Crows above, cars below

What has been your crow experience?

Have you found the bird cawing at your kitchen window, threatening to fly away with an evening snack? Or providing you the wake-up call so that you can be up for your morning walk?

Everybody has a crow experience.

It may not be the favourite bird but it is perhaps the only one that survives in our neighbourhoods.

For some weeks now, I have been enjoying crows at work. Rather, creating a family.

Our office in Alwarpet is on the second floor and on a busy road where the vroom of traffic has become a part of our working life.

But we do have a bonus. The tall avenue trees whose branches spread across the road and into out building create a circle of green and shade.

Trees are always humming with activity and if you are up there and choose to look closely, you can catch the whirr of the bees which time their entry into our office after dusk, the summer blooms that sail gently on to the tar below and the crows who have made nests.

One nest is metres away from the parapet wall and there is a lot of activity in it I presume.

It looks firm and cosy but to me it seems to be in a precarious position - a sway of the lead branch and that nest and all the eggs or lives in it will hurtle to the tar below.
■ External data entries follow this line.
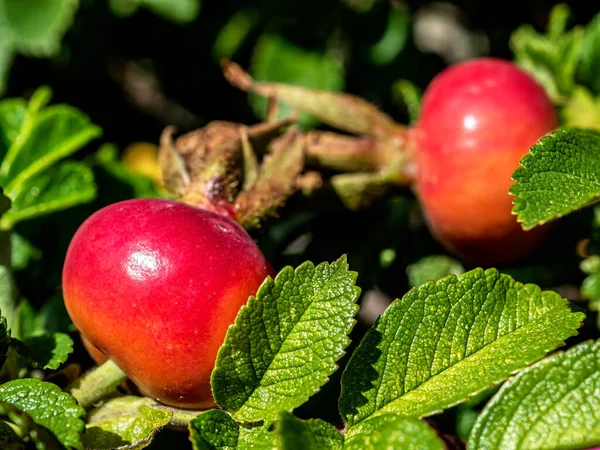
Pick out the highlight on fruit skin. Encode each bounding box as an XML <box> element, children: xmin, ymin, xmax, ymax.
<box><xmin>63</xmin><ymin>199</ymin><xmax>274</xmax><ymax>409</ymax></box>
<box><xmin>410</xmin><ymin>58</ymin><xmax>558</xmax><ymax>265</ymax></box>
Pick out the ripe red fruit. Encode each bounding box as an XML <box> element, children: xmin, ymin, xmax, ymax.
<box><xmin>411</xmin><ymin>58</ymin><xmax>558</xmax><ymax>265</ymax></box>
<box><xmin>63</xmin><ymin>199</ymin><xmax>273</xmax><ymax>408</ymax></box>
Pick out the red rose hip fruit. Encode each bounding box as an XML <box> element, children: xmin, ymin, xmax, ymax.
<box><xmin>63</xmin><ymin>199</ymin><xmax>273</xmax><ymax>408</ymax></box>
<box><xmin>411</xmin><ymin>58</ymin><xmax>558</xmax><ymax>265</ymax></box>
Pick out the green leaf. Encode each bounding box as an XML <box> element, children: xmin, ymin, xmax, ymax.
<box><xmin>249</xmin><ymin>34</ymin><xmax>344</xmax><ymax>128</ymax></box>
<box><xmin>10</xmin><ymin>232</ymin><xmax>42</xmax><ymax>271</ymax></box>
<box><xmin>211</xmin><ymin>257</ymin><xmax>360</xmax><ymax>421</ymax></box>
<box><xmin>91</xmin><ymin>144</ymin><xmax>165</xmax><ymax>198</ymax></box>
<box><xmin>469</xmin><ymin>342</ymin><xmax>600</xmax><ymax>450</ymax></box>
<box><xmin>510</xmin><ymin>129</ymin><xmax>600</xmax><ymax>229</ymax></box>
<box><xmin>138</xmin><ymin>0</ymin><xmax>200</xmax><ymax>23</ymax></box>
<box><xmin>0</xmin><ymin>161</ymin><xmax>96</xmax><ymax>230</ymax></box>
<box><xmin>579</xmin><ymin>14</ymin><xmax>600</xmax><ymax>95</ymax></box>
<box><xmin>0</xmin><ymin>43</ymin><xmax>15</xmax><ymax>95</ymax></box>
<box><xmin>561</xmin><ymin>86</ymin><xmax>600</xmax><ymax>131</ymax></box>
<box><xmin>275</xmin><ymin>411</ymin><xmax>344</xmax><ymax>450</ymax></box>
<box><xmin>0</xmin><ymin>0</ymin><xmax>79</xmax><ymax>56</ymax></box>
<box><xmin>0</xmin><ymin>105</ymin><xmax>102</xmax><ymax>193</ymax></box>
<box><xmin>12</xmin><ymin>333</ymin><xmax>73</xmax><ymax>370</ymax></box>
<box><xmin>0</xmin><ymin>316</ymin><xmax>10</xmax><ymax>369</ymax></box>
<box><xmin>344</xmin><ymin>413</ymin><xmax>446</xmax><ymax>450</ymax></box>
<box><xmin>0</xmin><ymin>401</ymin><xmax>64</xmax><ymax>450</ymax></box>
<box><xmin>369</xmin><ymin>7</ymin><xmax>410</xmax><ymax>66</ymax></box>
<box><xmin>406</xmin><ymin>255</ymin><xmax>465</xmax><ymax>287</ymax></box>
<box><xmin>189</xmin><ymin>409</ymin><xmax>277</xmax><ymax>450</ymax></box>
<box><xmin>0</xmin><ymin>420</ymin><xmax>25</xmax><ymax>450</ymax></box>
<box><xmin>510</xmin><ymin>4</ymin><xmax>584</xmax><ymax>103</ymax></box>
<box><xmin>0</xmin><ymin>378</ymin><xmax>85</xmax><ymax>449</ymax></box>
<box><xmin>0</xmin><ymin>98</ymin><xmax>28</xmax><ymax>159</ymax></box>
<box><xmin>83</xmin><ymin>396</ymin><xmax>172</xmax><ymax>450</ymax></box>
<box><xmin>392</xmin><ymin>80</ymin><xmax>422</xmax><ymax>124</ymax></box>
<box><xmin>340</xmin><ymin>269</ymin><xmax>584</xmax><ymax>426</ymax></box>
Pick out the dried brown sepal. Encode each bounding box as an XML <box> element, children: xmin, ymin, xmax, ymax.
<box><xmin>330</xmin><ymin>173</ymin><xmax>401</xmax><ymax>210</ymax></box>
<box><xmin>235</xmin><ymin>130</ymin><xmax>305</xmax><ymax>228</ymax></box>
<box><xmin>221</xmin><ymin>60</ymin><xmax>405</xmax><ymax>137</ymax></box>
<box><xmin>158</xmin><ymin>126</ymin><xmax>190</xmax><ymax>196</ymax></box>
<box><xmin>306</xmin><ymin>131</ymin><xmax>406</xmax><ymax>172</ymax></box>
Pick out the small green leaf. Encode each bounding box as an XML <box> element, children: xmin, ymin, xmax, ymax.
<box><xmin>561</xmin><ymin>86</ymin><xmax>600</xmax><ymax>131</ymax></box>
<box><xmin>83</xmin><ymin>396</ymin><xmax>172</xmax><ymax>450</ymax></box>
<box><xmin>0</xmin><ymin>105</ymin><xmax>102</xmax><ymax>193</ymax></box>
<box><xmin>0</xmin><ymin>316</ymin><xmax>10</xmax><ymax>369</ymax></box>
<box><xmin>211</xmin><ymin>257</ymin><xmax>360</xmax><ymax>421</ymax></box>
<box><xmin>250</xmin><ymin>34</ymin><xmax>344</xmax><ymax>128</ymax></box>
<box><xmin>344</xmin><ymin>413</ymin><xmax>446</xmax><ymax>450</ymax></box>
<box><xmin>0</xmin><ymin>98</ymin><xmax>29</xmax><ymax>159</ymax></box>
<box><xmin>0</xmin><ymin>41</ymin><xmax>15</xmax><ymax>95</ymax></box>
<box><xmin>0</xmin><ymin>401</ymin><xmax>63</xmax><ymax>450</ymax></box>
<box><xmin>406</xmin><ymin>255</ymin><xmax>465</xmax><ymax>287</ymax></box>
<box><xmin>0</xmin><ymin>161</ymin><xmax>96</xmax><ymax>230</ymax></box>
<box><xmin>275</xmin><ymin>411</ymin><xmax>344</xmax><ymax>450</ymax></box>
<box><xmin>12</xmin><ymin>333</ymin><xmax>73</xmax><ymax>370</ymax></box>
<box><xmin>189</xmin><ymin>409</ymin><xmax>277</xmax><ymax>450</ymax></box>
<box><xmin>510</xmin><ymin>4</ymin><xmax>584</xmax><ymax>103</ymax></box>
<box><xmin>392</xmin><ymin>80</ymin><xmax>422</xmax><ymax>124</ymax></box>
<box><xmin>339</xmin><ymin>269</ymin><xmax>584</xmax><ymax>426</ymax></box>
<box><xmin>469</xmin><ymin>342</ymin><xmax>600</xmax><ymax>450</ymax></box>
<box><xmin>0</xmin><ymin>378</ymin><xmax>85</xmax><ymax>450</ymax></box>
<box><xmin>0</xmin><ymin>0</ymin><xmax>79</xmax><ymax>56</ymax></box>
<box><xmin>510</xmin><ymin>129</ymin><xmax>600</xmax><ymax>229</ymax></box>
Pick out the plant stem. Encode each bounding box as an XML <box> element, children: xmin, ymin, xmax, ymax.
<box><xmin>67</xmin><ymin>359</ymin><xmax>127</xmax><ymax>409</ymax></box>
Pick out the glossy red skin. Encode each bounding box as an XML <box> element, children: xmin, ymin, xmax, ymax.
<box><xmin>411</xmin><ymin>58</ymin><xmax>558</xmax><ymax>265</ymax></box>
<box><xmin>63</xmin><ymin>199</ymin><xmax>273</xmax><ymax>409</ymax></box>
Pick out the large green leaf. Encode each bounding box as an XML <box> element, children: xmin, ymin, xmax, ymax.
<box><xmin>469</xmin><ymin>342</ymin><xmax>600</xmax><ymax>450</ymax></box>
<box><xmin>344</xmin><ymin>413</ymin><xmax>446</xmax><ymax>450</ymax></box>
<box><xmin>275</xmin><ymin>411</ymin><xmax>344</xmax><ymax>450</ymax></box>
<box><xmin>211</xmin><ymin>257</ymin><xmax>360</xmax><ymax>421</ymax></box>
<box><xmin>0</xmin><ymin>378</ymin><xmax>85</xmax><ymax>449</ymax></box>
<box><xmin>83</xmin><ymin>396</ymin><xmax>172</xmax><ymax>450</ymax></box>
<box><xmin>510</xmin><ymin>129</ymin><xmax>600</xmax><ymax>229</ymax></box>
<box><xmin>340</xmin><ymin>269</ymin><xmax>584</xmax><ymax>426</ymax></box>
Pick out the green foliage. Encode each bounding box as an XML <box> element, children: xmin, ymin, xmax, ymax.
<box><xmin>340</xmin><ymin>269</ymin><xmax>584</xmax><ymax>426</ymax></box>
<box><xmin>83</xmin><ymin>396</ymin><xmax>172</xmax><ymax>450</ymax></box>
<box><xmin>0</xmin><ymin>0</ymin><xmax>79</xmax><ymax>94</ymax></box>
<box><xmin>344</xmin><ymin>413</ymin><xmax>446</xmax><ymax>450</ymax></box>
<box><xmin>189</xmin><ymin>409</ymin><xmax>276</xmax><ymax>450</ymax></box>
<box><xmin>510</xmin><ymin>129</ymin><xmax>600</xmax><ymax>229</ymax></box>
<box><xmin>250</xmin><ymin>33</ymin><xmax>344</xmax><ymax>128</ymax></box>
<box><xmin>406</xmin><ymin>255</ymin><xmax>465</xmax><ymax>287</ymax></box>
<box><xmin>109</xmin><ymin>0</ymin><xmax>201</xmax><ymax>24</ymax></box>
<box><xmin>211</xmin><ymin>258</ymin><xmax>360</xmax><ymax>421</ymax></box>
<box><xmin>0</xmin><ymin>88</ymin><xmax>101</xmax><ymax>230</ymax></box>
<box><xmin>0</xmin><ymin>378</ymin><xmax>85</xmax><ymax>450</ymax></box>
<box><xmin>469</xmin><ymin>342</ymin><xmax>600</xmax><ymax>450</ymax></box>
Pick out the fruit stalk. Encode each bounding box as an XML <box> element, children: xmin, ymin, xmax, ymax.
<box><xmin>67</xmin><ymin>359</ymin><xmax>127</xmax><ymax>409</ymax></box>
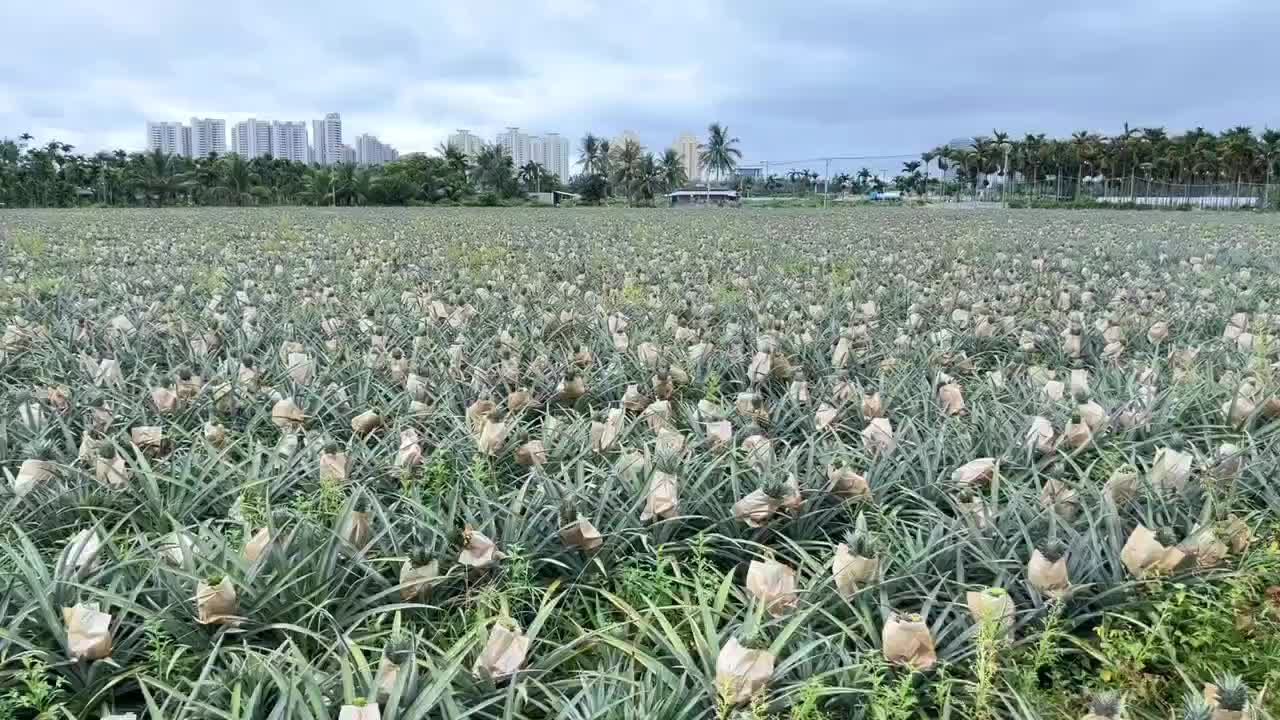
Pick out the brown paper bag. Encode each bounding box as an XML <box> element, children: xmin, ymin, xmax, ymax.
<box><xmin>716</xmin><ymin>638</ymin><xmax>776</xmax><ymax>705</ymax></box>
<box><xmin>196</xmin><ymin>578</ymin><xmax>239</xmax><ymax>625</ymax></box>
<box><xmin>458</xmin><ymin>528</ymin><xmax>507</xmax><ymax>569</ymax></box>
<box><xmin>351</xmin><ymin>410</ymin><xmax>383</xmax><ymax>437</ymax></box>
<box><xmin>13</xmin><ymin>459</ymin><xmax>58</xmax><ymax>497</ymax></box>
<box><xmin>243</xmin><ymin>528</ymin><xmax>271</xmax><ymax>562</ymax></box>
<box><xmin>559</xmin><ymin>515</ymin><xmax>604</xmax><ymax>552</ymax></box>
<box><xmin>271</xmin><ymin>397</ymin><xmax>307</xmax><ymax>432</ymax></box>
<box><xmin>863</xmin><ymin>418</ymin><xmax>897</xmax><ymax>454</ymax></box>
<box><xmin>93</xmin><ymin>454</ymin><xmax>129</xmax><ymax>489</ymax></box>
<box><xmin>63</xmin><ymin>602</ymin><xmax>111</xmax><ymax>660</ymax></box>
<box><xmin>881</xmin><ymin>612</ymin><xmax>938</xmax><ymax>670</ymax></box>
<box><xmin>129</xmin><ymin>425</ymin><xmax>164</xmax><ymax>452</ymax></box>
<box><xmin>1027</xmin><ymin>550</ymin><xmax>1071</xmax><ymax>596</ymax></box>
<box><xmin>1025</xmin><ymin>415</ymin><xmax>1053</xmax><ymax>455</ymax></box>
<box><xmin>938</xmin><ymin>383</ymin><xmax>965</xmax><ymax>415</ymax></box>
<box><xmin>640</xmin><ymin>468</ymin><xmax>680</xmax><ymax>521</ymax></box>
<box><xmin>831</xmin><ymin>543</ymin><xmax>879</xmax><ymax>600</ymax></box>
<box><xmin>401</xmin><ymin>560</ymin><xmax>440</xmax><ymax>602</ymax></box>
<box><xmin>1147</xmin><ymin>447</ymin><xmax>1192</xmax><ymax>492</ymax></box>
<box><xmin>1120</xmin><ymin>525</ymin><xmax>1185</xmax><ymax>578</ymax></box>
<box><xmin>951</xmin><ymin>457</ymin><xmax>998</xmax><ymax>487</ymax></box>
<box><xmin>471</xmin><ymin>623</ymin><xmax>529</xmax><ymax>680</ymax></box>
<box><xmin>746</xmin><ymin>560</ymin><xmax>800</xmax><ymax>618</ymax></box>
<box><xmin>827</xmin><ymin>465</ymin><xmax>872</xmax><ymax>501</ymax></box>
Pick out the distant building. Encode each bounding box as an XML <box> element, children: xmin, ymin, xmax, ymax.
<box><xmin>541</xmin><ymin>132</ymin><xmax>570</xmax><ymax>182</ymax></box>
<box><xmin>491</xmin><ymin>127</ymin><xmax>570</xmax><ymax>182</ymax></box>
<box><xmin>147</xmin><ymin>120</ymin><xmax>191</xmax><ymax>156</ymax></box>
<box><xmin>271</xmin><ymin>120</ymin><xmax>308</xmax><ymax>163</ymax></box>
<box><xmin>311</xmin><ymin>113</ymin><xmax>355</xmax><ymax>165</ymax></box>
<box><xmin>191</xmin><ymin>118</ymin><xmax>227</xmax><ymax>158</ymax></box>
<box><xmin>667</xmin><ymin>190</ymin><xmax>739</xmax><ymax>208</ymax></box>
<box><xmin>609</xmin><ymin>129</ymin><xmax>644</xmax><ymax>147</ymax></box>
<box><xmin>232</xmin><ymin>118</ymin><xmax>271</xmax><ymax>160</ymax></box>
<box><xmin>307</xmin><ymin>120</ymin><xmax>328</xmax><ymax>165</ymax></box>
<box><xmin>356</xmin><ymin>132</ymin><xmax>399</xmax><ymax>165</ymax></box>
<box><xmin>448</xmin><ymin>129</ymin><xmax>484</xmax><ymax>158</ymax></box>
<box><xmin>494</xmin><ymin>127</ymin><xmax>530</xmax><ymax>168</ymax></box>
<box><xmin>671</xmin><ymin>132</ymin><xmax>703</xmax><ymax>181</ymax></box>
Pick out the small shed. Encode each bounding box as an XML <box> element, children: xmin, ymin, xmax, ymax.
<box><xmin>667</xmin><ymin>190</ymin><xmax>740</xmax><ymax>208</ymax></box>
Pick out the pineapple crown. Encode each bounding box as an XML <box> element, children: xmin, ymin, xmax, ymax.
<box><xmin>733</xmin><ymin>623</ymin><xmax>769</xmax><ymax>650</ymax></box>
<box><xmin>27</xmin><ymin>438</ymin><xmax>54</xmax><ymax>460</ymax></box>
<box><xmin>559</xmin><ymin>497</ymin><xmax>577</xmax><ymax>525</ymax></box>
<box><xmin>408</xmin><ymin>544</ymin><xmax>434</xmax><ymax>568</ymax></box>
<box><xmin>1181</xmin><ymin>691</ymin><xmax>1213</xmax><ymax>720</ymax></box>
<box><xmin>1038</xmin><ymin>538</ymin><xmax>1066</xmax><ymax>562</ymax></box>
<box><xmin>383</xmin><ymin>632</ymin><xmax>413</xmax><ymax>665</ymax></box>
<box><xmin>1089</xmin><ymin>691</ymin><xmax>1124</xmax><ymax>717</ymax></box>
<box><xmin>1213</xmin><ymin>673</ymin><xmax>1249</xmax><ymax>712</ymax></box>
<box><xmin>760</xmin><ymin>475</ymin><xmax>790</xmax><ymax>500</ymax></box>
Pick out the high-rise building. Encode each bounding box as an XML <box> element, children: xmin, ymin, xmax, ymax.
<box><xmin>540</xmin><ymin>132</ymin><xmax>570</xmax><ymax>182</ymax></box>
<box><xmin>271</xmin><ymin>120</ymin><xmax>307</xmax><ymax>163</ymax></box>
<box><xmin>609</xmin><ymin>129</ymin><xmax>641</xmax><ymax>147</ymax></box>
<box><xmin>495</xmin><ymin>127</ymin><xmax>529</xmax><ymax>168</ymax></box>
<box><xmin>315</xmin><ymin>113</ymin><xmax>340</xmax><ymax>165</ymax></box>
<box><xmin>232</xmin><ymin>118</ymin><xmax>271</xmax><ymax>160</ymax></box>
<box><xmin>356</xmin><ymin>132</ymin><xmax>399</xmax><ymax>165</ymax></box>
<box><xmin>191</xmin><ymin>118</ymin><xmax>227</xmax><ymax>158</ymax></box>
<box><xmin>672</xmin><ymin>132</ymin><xmax>703</xmax><ymax>181</ymax></box>
<box><xmin>147</xmin><ymin>120</ymin><xmax>191</xmax><ymax>155</ymax></box>
<box><xmin>448</xmin><ymin>129</ymin><xmax>484</xmax><ymax>158</ymax></box>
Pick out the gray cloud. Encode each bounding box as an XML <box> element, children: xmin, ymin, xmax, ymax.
<box><xmin>0</xmin><ymin>0</ymin><xmax>1280</xmax><ymax>166</ymax></box>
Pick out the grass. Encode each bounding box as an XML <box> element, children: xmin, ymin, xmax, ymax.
<box><xmin>0</xmin><ymin>208</ymin><xmax>1280</xmax><ymax>720</ymax></box>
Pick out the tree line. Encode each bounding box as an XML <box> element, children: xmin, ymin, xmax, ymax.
<box><xmin>920</xmin><ymin>123</ymin><xmax>1280</xmax><ymax>187</ymax></box>
<box><xmin>0</xmin><ymin>123</ymin><xmax>741</xmax><ymax>208</ymax></box>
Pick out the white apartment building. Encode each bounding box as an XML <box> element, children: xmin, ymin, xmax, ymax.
<box><xmin>191</xmin><ymin>118</ymin><xmax>227</xmax><ymax>158</ymax></box>
<box><xmin>356</xmin><ymin>132</ymin><xmax>399</xmax><ymax>165</ymax></box>
<box><xmin>232</xmin><ymin>118</ymin><xmax>271</xmax><ymax>160</ymax></box>
<box><xmin>494</xmin><ymin>128</ymin><xmax>529</xmax><ymax>169</ymax></box>
<box><xmin>448</xmin><ymin>129</ymin><xmax>484</xmax><ymax>158</ymax></box>
<box><xmin>671</xmin><ymin>132</ymin><xmax>703</xmax><ymax>181</ymax></box>
<box><xmin>539</xmin><ymin>132</ymin><xmax>570</xmax><ymax>182</ymax></box>
<box><xmin>316</xmin><ymin>113</ymin><xmax>340</xmax><ymax>165</ymax></box>
<box><xmin>147</xmin><ymin>120</ymin><xmax>191</xmax><ymax>156</ymax></box>
<box><xmin>488</xmin><ymin>127</ymin><xmax>570</xmax><ymax>182</ymax></box>
<box><xmin>271</xmin><ymin>120</ymin><xmax>307</xmax><ymax>163</ymax></box>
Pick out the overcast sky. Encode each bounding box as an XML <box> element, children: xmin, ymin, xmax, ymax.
<box><xmin>0</xmin><ymin>0</ymin><xmax>1280</xmax><ymax>169</ymax></box>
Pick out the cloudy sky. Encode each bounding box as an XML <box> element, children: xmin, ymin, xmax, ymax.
<box><xmin>0</xmin><ymin>0</ymin><xmax>1280</xmax><ymax>169</ymax></box>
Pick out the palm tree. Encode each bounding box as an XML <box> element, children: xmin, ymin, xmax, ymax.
<box><xmin>517</xmin><ymin>160</ymin><xmax>547</xmax><ymax>192</ymax></box>
<box><xmin>659</xmin><ymin>147</ymin><xmax>689</xmax><ymax>192</ymax></box>
<box><xmin>698</xmin><ymin>123</ymin><xmax>742</xmax><ymax>197</ymax></box>
<box><xmin>611</xmin><ymin>138</ymin><xmax>644</xmax><ymax>205</ymax></box>
<box><xmin>131</xmin><ymin>147</ymin><xmax>184</xmax><ymax>208</ymax></box>
<box><xmin>215</xmin><ymin>152</ymin><xmax>261</xmax><ymax>205</ymax></box>
<box><xmin>577</xmin><ymin>133</ymin><xmax>604</xmax><ymax>176</ymax></box>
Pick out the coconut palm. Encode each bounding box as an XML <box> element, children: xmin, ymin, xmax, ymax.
<box><xmin>698</xmin><ymin>123</ymin><xmax>742</xmax><ymax>185</ymax></box>
<box><xmin>132</xmin><ymin>149</ymin><xmax>186</xmax><ymax>208</ymax></box>
<box><xmin>658</xmin><ymin>147</ymin><xmax>689</xmax><ymax>192</ymax></box>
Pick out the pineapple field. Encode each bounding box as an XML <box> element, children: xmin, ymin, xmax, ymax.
<box><xmin>0</xmin><ymin>208</ymin><xmax>1280</xmax><ymax>720</ymax></box>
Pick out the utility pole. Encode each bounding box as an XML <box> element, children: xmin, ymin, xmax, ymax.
<box><xmin>822</xmin><ymin>158</ymin><xmax>831</xmax><ymax>208</ymax></box>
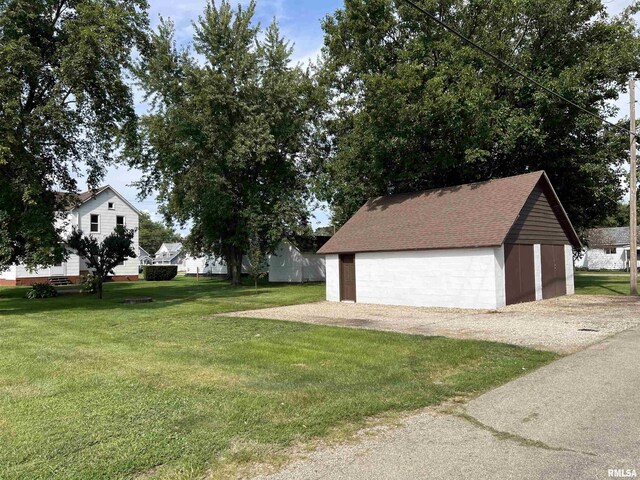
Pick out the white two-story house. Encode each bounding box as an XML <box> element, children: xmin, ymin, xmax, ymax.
<box><xmin>0</xmin><ymin>185</ymin><xmax>140</xmax><ymax>285</ymax></box>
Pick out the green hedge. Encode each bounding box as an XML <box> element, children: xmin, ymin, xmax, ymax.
<box><xmin>25</xmin><ymin>283</ymin><xmax>58</xmax><ymax>299</ymax></box>
<box><xmin>143</xmin><ymin>265</ymin><xmax>178</xmax><ymax>282</ymax></box>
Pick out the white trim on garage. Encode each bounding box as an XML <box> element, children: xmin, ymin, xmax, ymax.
<box><xmin>564</xmin><ymin>245</ymin><xmax>575</xmax><ymax>295</ymax></box>
<box><xmin>533</xmin><ymin>243</ymin><xmax>542</xmax><ymax>300</ymax></box>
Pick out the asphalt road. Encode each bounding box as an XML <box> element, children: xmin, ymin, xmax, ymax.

It is a foolish thought. Birds have brains and this set of crows must have made a wide choice too.

The past week, I observed that the crow was content to sit in the nest and keeping warm the eggs in there. While one crow does the job, another keeps watching from a closer branch.

Curious, I spoke to K. S. Sudhakar of the Madras Naturalists Society who is a practising chartered accountant and has an office down the corridor. Do the male and the female take turns to help in the hatching? Do crows really care for their chicks?

They do care, Sudhakar tells me. It is the koels who ‘hijack’ the nests of the crows. These birds lay their eggs in a crows nest and let the latter do the rest! When they come back, they may even sideline the crow’s chicks. . .

In the nooks and braches of our neighbourhoods, despite all the destruction and mess, nature survives.

Do the crows trust us?

1 comment:

RAJI MUTHUKRISHNAN said...

Very nice. We once had a crow and a squirrel sharing in companionship the rice we placed on the windowsill.